Mas não é só. O projeto da nova lei atende também à necessidade da

positivação de matéria no que tange à extensão do poder dos árbitros com relação às

medidas cautelares e de urgência no procedimento arbitral já instituído. Assim o faz ao

prever a inclusão do art. 22-B na Lei nº 9.307/96, de forma a conferir poder discricionário

aos árbitros para manter, modificar ou revogar medidas liminares concedidas pelo Poder

Judiciário a uma das partes da arbitragem, além de prever que, uma vez instituído o juízo

arbitral, tais medidas deverão ser requeridas diretamente aos árbitros14. Dessa forma, o

PL nº 7.108/14 propõe mudanças significativas no tocante ao tema, verificando-se a

extensão do poder de cautela também aos árbitros, e não somente aos juízes togados,

embora o poder de determinar a execução coercitiva das medidas cautelares e de urgência

continue sendo de competência exclusiva do Poder Judiciário.
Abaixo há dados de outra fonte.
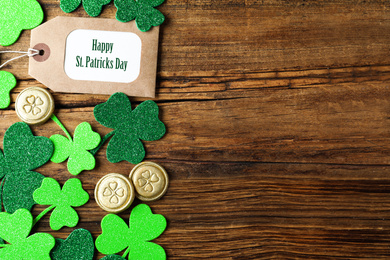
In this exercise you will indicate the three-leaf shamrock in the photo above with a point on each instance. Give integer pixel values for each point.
(130, 126)
(23, 152)
(79, 245)
(92, 7)
(77, 150)
(15, 229)
(72, 195)
(18, 15)
(7, 83)
(144, 227)
(142, 11)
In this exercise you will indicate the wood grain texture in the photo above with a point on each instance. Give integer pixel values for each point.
(278, 142)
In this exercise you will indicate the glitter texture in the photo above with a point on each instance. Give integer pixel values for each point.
(23, 152)
(18, 15)
(92, 7)
(144, 226)
(130, 126)
(79, 245)
(15, 229)
(77, 150)
(142, 11)
(7, 83)
(71, 195)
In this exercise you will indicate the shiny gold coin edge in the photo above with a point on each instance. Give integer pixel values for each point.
(49, 112)
(126, 206)
(159, 196)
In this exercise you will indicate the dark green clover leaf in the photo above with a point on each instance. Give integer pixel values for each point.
(144, 227)
(79, 245)
(15, 229)
(142, 11)
(23, 152)
(92, 7)
(130, 126)
(77, 150)
(113, 257)
(7, 83)
(71, 195)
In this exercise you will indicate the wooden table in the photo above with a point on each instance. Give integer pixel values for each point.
(278, 143)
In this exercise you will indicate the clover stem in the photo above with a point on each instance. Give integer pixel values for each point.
(42, 214)
(126, 252)
(94, 151)
(58, 122)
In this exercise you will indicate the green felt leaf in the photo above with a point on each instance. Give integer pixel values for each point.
(23, 152)
(115, 235)
(77, 150)
(142, 10)
(92, 7)
(7, 83)
(18, 15)
(79, 245)
(15, 229)
(19, 188)
(130, 126)
(72, 195)
(144, 226)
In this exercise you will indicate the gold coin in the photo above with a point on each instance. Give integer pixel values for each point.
(150, 181)
(34, 105)
(114, 193)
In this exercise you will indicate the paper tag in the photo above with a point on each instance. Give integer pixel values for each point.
(94, 55)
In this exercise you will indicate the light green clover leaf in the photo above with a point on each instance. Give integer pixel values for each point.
(142, 11)
(92, 7)
(130, 126)
(144, 227)
(77, 150)
(15, 229)
(71, 195)
(7, 83)
(18, 15)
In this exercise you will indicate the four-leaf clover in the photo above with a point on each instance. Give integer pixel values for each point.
(144, 227)
(92, 7)
(77, 150)
(71, 195)
(15, 229)
(23, 152)
(130, 126)
(7, 83)
(18, 15)
(142, 11)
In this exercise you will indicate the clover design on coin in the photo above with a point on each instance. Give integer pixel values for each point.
(147, 179)
(150, 181)
(114, 193)
(34, 105)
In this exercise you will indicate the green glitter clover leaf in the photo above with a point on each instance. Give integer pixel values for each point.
(77, 150)
(23, 152)
(79, 245)
(7, 83)
(112, 257)
(18, 15)
(144, 227)
(130, 126)
(142, 11)
(71, 195)
(92, 7)
(15, 229)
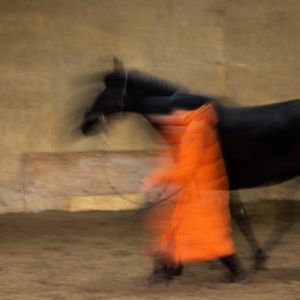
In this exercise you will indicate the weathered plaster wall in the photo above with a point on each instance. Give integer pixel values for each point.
(50, 51)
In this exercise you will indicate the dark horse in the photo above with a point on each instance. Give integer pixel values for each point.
(259, 143)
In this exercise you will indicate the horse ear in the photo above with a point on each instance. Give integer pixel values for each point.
(118, 64)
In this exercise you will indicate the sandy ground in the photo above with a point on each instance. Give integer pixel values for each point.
(98, 255)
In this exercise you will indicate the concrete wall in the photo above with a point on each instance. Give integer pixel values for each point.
(51, 49)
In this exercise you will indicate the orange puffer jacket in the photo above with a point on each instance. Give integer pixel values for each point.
(195, 224)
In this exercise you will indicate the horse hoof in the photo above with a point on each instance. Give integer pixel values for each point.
(161, 278)
(177, 271)
(260, 259)
(241, 277)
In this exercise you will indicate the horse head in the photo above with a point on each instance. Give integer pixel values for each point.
(110, 100)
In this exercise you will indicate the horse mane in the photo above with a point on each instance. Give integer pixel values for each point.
(142, 82)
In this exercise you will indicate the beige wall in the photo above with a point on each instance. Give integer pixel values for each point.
(49, 50)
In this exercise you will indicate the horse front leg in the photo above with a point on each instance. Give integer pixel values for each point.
(241, 218)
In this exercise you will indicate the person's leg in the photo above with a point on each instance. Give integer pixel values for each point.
(238, 273)
(164, 271)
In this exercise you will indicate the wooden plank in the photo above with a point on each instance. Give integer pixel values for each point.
(52, 179)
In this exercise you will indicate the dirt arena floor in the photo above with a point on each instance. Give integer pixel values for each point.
(98, 255)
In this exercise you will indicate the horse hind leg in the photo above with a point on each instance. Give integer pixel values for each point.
(241, 218)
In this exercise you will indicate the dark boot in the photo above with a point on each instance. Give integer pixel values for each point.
(238, 273)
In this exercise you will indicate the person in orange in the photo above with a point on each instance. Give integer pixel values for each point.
(194, 223)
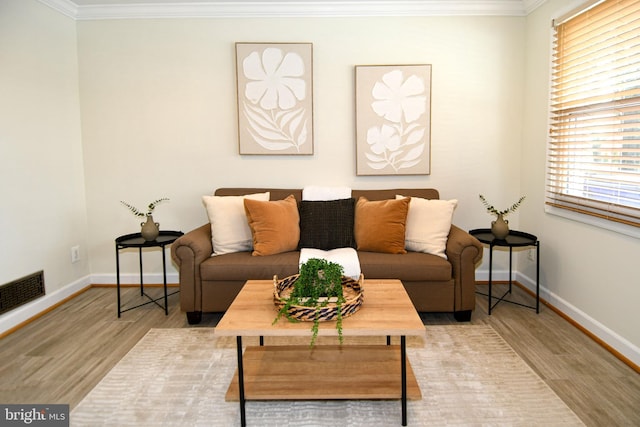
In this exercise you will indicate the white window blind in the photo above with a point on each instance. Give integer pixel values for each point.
(594, 137)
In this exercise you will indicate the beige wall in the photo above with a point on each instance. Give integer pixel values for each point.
(159, 112)
(42, 203)
(159, 120)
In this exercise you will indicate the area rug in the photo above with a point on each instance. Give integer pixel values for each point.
(468, 375)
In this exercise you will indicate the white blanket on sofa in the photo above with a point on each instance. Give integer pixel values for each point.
(346, 257)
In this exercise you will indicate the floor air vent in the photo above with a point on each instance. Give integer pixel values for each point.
(21, 291)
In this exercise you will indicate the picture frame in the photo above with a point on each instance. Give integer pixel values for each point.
(393, 119)
(275, 98)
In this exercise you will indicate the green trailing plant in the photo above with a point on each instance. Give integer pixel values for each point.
(150, 207)
(319, 283)
(504, 212)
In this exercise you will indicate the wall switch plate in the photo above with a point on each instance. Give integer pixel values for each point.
(531, 255)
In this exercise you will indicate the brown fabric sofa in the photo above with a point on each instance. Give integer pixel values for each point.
(434, 284)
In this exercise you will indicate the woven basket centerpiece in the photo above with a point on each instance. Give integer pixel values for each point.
(325, 310)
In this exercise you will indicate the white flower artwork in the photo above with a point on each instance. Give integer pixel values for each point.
(275, 106)
(393, 119)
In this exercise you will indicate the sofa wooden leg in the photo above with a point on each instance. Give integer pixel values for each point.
(462, 316)
(194, 317)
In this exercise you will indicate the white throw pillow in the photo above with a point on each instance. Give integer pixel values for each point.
(230, 230)
(428, 225)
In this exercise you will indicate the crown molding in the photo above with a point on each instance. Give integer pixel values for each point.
(293, 8)
(65, 7)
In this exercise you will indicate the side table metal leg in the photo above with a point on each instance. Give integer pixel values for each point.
(118, 277)
(403, 369)
(164, 276)
(490, 275)
(510, 266)
(243, 419)
(141, 282)
(537, 277)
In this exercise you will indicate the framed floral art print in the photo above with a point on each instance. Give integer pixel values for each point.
(275, 98)
(393, 119)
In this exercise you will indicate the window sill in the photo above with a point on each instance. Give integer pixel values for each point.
(627, 230)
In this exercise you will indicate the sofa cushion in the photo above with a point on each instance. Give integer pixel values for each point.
(327, 224)
(230, 230)
(275, 225)
(410, 267)
(380, 225)
(241, 266)
(428, 225)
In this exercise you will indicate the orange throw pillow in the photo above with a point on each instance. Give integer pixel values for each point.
(380, 225)
(275, 225)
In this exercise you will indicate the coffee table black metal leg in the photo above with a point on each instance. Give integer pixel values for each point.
(243, 419)
(403, 368)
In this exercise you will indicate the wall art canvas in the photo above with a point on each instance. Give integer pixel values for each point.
(393, 119)
(275, 98)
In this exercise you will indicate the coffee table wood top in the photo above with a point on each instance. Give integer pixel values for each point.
(386, 310)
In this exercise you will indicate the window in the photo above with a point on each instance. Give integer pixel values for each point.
(594, 136)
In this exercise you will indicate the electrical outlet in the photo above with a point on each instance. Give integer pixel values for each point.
(531, 255)
(75, 254)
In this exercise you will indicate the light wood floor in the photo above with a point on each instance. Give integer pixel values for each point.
(61, 356)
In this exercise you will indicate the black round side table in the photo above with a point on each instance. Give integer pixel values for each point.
(513, 240)
(135, 240)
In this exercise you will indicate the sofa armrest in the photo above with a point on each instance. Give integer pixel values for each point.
(188, 252)
(464, 253)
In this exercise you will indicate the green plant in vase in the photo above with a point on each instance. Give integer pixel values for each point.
(500, 227)
(318, 284)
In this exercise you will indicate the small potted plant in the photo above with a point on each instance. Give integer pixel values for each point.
(319, 293)
(500, 227)
(149, 229)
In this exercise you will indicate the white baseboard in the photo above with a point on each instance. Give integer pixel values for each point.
(615, 341)
(133, 278)
(34, 308)
(21, 314)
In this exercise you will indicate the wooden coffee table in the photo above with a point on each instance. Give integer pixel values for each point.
(298, 372)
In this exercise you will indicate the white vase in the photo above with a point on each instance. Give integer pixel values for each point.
(150, 230)
(500, 228)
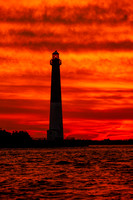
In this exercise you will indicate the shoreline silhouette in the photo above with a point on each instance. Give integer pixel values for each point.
(22, 139)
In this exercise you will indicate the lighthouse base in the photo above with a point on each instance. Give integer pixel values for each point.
(54, 135)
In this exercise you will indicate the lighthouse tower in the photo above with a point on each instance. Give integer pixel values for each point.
(55, 131)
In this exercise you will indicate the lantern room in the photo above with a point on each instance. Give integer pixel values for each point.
(55, 59)
(55, 55)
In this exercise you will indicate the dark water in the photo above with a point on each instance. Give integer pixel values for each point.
(95, 172)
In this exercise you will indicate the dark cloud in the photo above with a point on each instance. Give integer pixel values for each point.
(107, 114)
(68, 15)
(44, 44)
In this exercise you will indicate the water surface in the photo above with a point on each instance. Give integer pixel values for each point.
(94, 172)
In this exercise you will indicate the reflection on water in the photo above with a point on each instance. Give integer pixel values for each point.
(95, 172)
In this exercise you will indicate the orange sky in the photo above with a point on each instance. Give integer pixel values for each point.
(95, 42)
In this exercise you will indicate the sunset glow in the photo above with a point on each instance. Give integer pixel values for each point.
(95, 43)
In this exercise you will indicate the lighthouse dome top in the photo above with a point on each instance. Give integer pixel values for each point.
(55, 55)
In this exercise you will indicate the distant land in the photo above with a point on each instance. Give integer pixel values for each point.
(22, 139)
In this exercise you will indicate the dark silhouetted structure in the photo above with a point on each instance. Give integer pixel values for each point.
(55, 131)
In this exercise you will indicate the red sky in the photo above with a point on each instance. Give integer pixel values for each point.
(95, 42)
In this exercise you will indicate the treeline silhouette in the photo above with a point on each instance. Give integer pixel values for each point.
(22, 139)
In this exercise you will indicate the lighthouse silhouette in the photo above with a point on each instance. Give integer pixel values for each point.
(55, 131)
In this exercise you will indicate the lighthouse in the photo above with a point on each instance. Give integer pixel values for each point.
(55, 132)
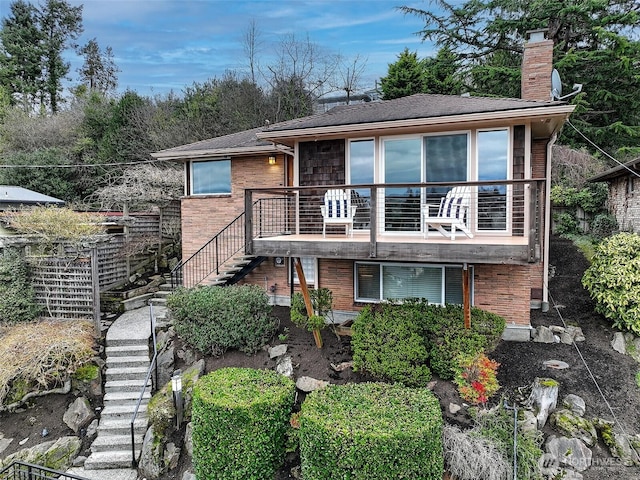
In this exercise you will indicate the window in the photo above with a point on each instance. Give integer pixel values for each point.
(493, 164)
(438, 284)
(309, 269)
(211, 177)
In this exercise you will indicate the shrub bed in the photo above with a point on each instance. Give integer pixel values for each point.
(371, 431)
(405, 342)
(215, 319)
(240, 417)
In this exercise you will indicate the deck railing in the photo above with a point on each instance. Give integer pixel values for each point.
(496, 208)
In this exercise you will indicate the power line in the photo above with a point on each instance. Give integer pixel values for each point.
(78, 165)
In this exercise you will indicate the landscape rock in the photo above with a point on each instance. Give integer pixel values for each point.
(571, 425)
(543, 334)
(171, 456)
(278, 351)
(308, 384)
(78, 415)
(543, 398)
(574, 403)
(151, 458)
(285, 366)
(618, 343)
(569, 452)
(165, 364)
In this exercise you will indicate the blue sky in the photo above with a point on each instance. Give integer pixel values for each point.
(164, 45)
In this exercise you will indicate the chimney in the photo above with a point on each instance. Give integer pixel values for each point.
(537, 65)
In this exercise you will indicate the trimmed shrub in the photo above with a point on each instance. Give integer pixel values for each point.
(371, 431)
(240, 418)
(613, 280)
(448, 338)
(17, 296)
(215, 319)
(388, 343)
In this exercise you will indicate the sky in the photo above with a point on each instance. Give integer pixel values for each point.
(167, 45)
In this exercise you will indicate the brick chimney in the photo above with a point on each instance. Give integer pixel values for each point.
(537, 65)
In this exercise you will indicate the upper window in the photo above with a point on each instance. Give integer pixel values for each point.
(211, 177)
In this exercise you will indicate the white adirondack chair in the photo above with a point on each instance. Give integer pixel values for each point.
(337, 210)
(453, 212)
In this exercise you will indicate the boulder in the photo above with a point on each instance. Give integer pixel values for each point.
(569, 452)
(618, 343)
(571, 425)
(543, 334)
(78, 415)
(277, 351)
(151, 458)
(308, 384)
(574, 403)
(543, 398)
(285, 366)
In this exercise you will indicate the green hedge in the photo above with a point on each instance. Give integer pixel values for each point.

Entendemos que a reforma nesse sentido é bem vinda e contribui para o

ajustamento da prática arbitral no Brasil com a realidade em que vivemos atualmente.

Nessa esteira, tem-se que, caso o projeto da nova lei seja definitivamente aprovado e a

reforma legislativa promulgada, os poderes dos árbitros estarão melhor delineados, com

uma maior margem de discricionariedade no tocante à disciplina das medidas cautelares

e de urgência no âmbito da arbitragem. Isso sem negar, é claro, o papel essencial do Poder

Judiciário na execução de tais medidas.

Outro ponto relevante em meio à prática da arbitragem é a comunicação

processual feita entre o árbitro ou tribunal arbitral e o Poder Judiciário, agindo em

conjunto para o fim de se garantir uma boa, segura e eficaz sentença arbitral ao fim do

procedimento. Trata-se de tema delicado no direito brasileiro em matéria arbitral.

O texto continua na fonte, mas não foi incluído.